Michael waited just long enough for the quiet to settle again, then shifted the little box forward across the table.

"I brought you something," he said, his voice even but pitched a touch lower.

Arianne’s eyes flicked down, curious. She didn’t immediately reach for it.

Michael lifted a hand in a faint, reassuring motion.

"Just a treat," he clarified. "Nothing more."

That seemed to satisfy her. She inclined her head, the light catching on the delicate twist of silver pinned above her ear, then drew the box closer.

It was unremarkable in appearance—a plain but finely crafted wooden case in the local style, polished smooth and inlaid with a small brass clasp.

Though the content was far from a local product, there was nothing that hinted the chocolates themselves had been carried from another world.

Only Michael knew where they truly came from.

He watched as Arianne undid the clasp with careful fingers and lifted the lid.
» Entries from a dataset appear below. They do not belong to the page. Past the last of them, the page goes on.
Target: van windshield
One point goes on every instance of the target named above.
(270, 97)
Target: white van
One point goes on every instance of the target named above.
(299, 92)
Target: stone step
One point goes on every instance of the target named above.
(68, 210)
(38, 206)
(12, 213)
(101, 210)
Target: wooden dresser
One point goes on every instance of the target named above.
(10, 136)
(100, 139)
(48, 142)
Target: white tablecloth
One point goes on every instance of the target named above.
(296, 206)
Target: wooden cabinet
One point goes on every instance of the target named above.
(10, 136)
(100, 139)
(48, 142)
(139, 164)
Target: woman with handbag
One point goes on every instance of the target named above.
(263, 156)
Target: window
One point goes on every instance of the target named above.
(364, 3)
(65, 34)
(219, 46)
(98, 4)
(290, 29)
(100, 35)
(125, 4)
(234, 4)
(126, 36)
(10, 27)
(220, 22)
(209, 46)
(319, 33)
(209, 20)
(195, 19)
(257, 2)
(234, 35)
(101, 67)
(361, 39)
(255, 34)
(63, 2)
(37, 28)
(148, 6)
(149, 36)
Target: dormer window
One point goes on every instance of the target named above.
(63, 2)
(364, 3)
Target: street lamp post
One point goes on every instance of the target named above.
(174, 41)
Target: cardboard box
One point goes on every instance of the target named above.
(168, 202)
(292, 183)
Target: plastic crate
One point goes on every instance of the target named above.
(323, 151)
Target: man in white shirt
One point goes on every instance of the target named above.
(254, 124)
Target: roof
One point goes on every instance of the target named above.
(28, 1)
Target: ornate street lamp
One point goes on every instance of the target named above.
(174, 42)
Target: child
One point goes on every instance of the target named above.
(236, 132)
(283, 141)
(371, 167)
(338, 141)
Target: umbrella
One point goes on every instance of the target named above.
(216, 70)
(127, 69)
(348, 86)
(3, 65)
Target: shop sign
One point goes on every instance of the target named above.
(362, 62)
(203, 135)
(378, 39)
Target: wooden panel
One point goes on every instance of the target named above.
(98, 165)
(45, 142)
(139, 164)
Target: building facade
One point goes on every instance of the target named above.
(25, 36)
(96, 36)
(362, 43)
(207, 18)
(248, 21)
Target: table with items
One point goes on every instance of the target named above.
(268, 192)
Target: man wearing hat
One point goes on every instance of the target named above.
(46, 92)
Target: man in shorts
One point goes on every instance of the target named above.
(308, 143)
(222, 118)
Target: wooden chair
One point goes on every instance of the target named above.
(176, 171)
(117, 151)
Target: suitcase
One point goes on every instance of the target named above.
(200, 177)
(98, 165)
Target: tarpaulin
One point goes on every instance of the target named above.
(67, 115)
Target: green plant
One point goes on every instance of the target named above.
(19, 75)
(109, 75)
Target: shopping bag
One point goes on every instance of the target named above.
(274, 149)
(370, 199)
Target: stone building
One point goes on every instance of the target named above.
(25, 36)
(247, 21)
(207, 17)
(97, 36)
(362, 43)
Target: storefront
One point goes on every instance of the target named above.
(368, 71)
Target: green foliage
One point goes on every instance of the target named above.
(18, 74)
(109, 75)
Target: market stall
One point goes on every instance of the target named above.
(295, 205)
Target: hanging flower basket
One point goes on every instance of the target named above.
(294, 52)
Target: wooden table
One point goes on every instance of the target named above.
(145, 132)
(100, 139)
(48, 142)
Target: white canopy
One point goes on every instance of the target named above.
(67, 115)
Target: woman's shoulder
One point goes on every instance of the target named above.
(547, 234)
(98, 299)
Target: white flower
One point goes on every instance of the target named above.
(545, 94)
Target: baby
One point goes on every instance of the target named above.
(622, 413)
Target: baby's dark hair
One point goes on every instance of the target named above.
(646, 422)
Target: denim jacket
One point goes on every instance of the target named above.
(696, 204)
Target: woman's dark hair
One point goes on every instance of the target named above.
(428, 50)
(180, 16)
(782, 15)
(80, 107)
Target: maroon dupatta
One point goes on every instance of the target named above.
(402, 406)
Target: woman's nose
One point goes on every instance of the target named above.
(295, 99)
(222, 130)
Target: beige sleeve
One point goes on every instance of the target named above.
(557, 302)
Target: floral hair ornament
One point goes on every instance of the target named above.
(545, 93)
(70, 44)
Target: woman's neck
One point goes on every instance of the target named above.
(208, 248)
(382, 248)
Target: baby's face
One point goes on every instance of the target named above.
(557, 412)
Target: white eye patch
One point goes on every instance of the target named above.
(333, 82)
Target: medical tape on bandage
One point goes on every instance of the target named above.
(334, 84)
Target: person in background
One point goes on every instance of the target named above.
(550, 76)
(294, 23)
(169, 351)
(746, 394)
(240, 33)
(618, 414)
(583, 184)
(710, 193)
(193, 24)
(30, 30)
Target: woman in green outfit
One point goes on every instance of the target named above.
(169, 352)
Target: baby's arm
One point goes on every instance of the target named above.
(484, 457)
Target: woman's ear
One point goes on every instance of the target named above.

Inside, nestled in neat rows, lay the smooth, wrapped dark squares.

She drew in a faint breath, just enough for her composure to shift a fraction.

"Chocolate?" she asked, her tone warming with polite surprise.

"In a manner of speaking." He allowed the corner of his mouth to curve. "It’s a little different from what you may have tried. I thought you might appreciate the novelty."

Arianne studied the contents for a heartbeat longer, then closed the lid again with a soft click.

"I do appreciate it," she said quietly, looking up to meet his gaze. "Thank you, Sir Mic."

He inclined his head once, the gesture as measured as everything between them so far.

"It’s nothing," he murmured. "Only something sweet to balance all the other...concerns of the day." free.webn\ove(l)(.)c(o)m

From the corner of his eye, he glimpsed the maid returning with a small tray—steam rising from a polished kettle, bowls of sugar and milk arranged in careful order.

Arianne turned to oversee the preparations, her face composed once more.

But Michael caught it before she looked away entirely—the tiniest, genuine smile that had nothing at all to do with courtesy.

Michael let his gaze rest on the gleaming tabletop a moment longer, then shifted it back to Arianne as she began arranging the tea things with precise, graceful motions.

He had the sudden, unexpected thought that she might be the only person in this entire kingdom he actually found pleasant to talk to.

Even Mage Lian—who he’d known longer than anyone here, who he trusted in a careful, measured way—didn’t come close.

Perhaps that was because he and Mage Lian had always had a business between them. No matter how familiar they grew, there was an invisible ledger running beneath every conversation. A tally of favors, trades, obligations.

But Arianne...

He didn’t know quite what this was.

He was still interacting with her because he wanted something from her. He knew full well he might never seek her out again once he got what he wanted.

Yet here, in this bright quiet hall, watching her pour hot water into a delicate pot, he felt something simpler.

He liked her presence.

He couldn’t decide if it was the way she spoke or how she looked.

Maybe it was both.

Maybe it didn’t matter.

Michael couldn’t really tell and summed it up to a matter of simple admiration.

As the tea began to steep, a light, floral scent drifted into the quiet space between them. Arianne rested her hands on the table’s edge, fingers elegant and still.

After a moment, she lifted her gaze again, studying him with that calm, level look he was coming to recognize as her way of testing someone’s honesty without ever seeming to.

"Do you like tea, Sir Mic?" she asked, her tone neither teasing nor overly formal—just curious.

Michael blinked once, then let out a breath of something like a laugh.

"I like anything," he said honestly, "so long as it doesn’t taste like medicine."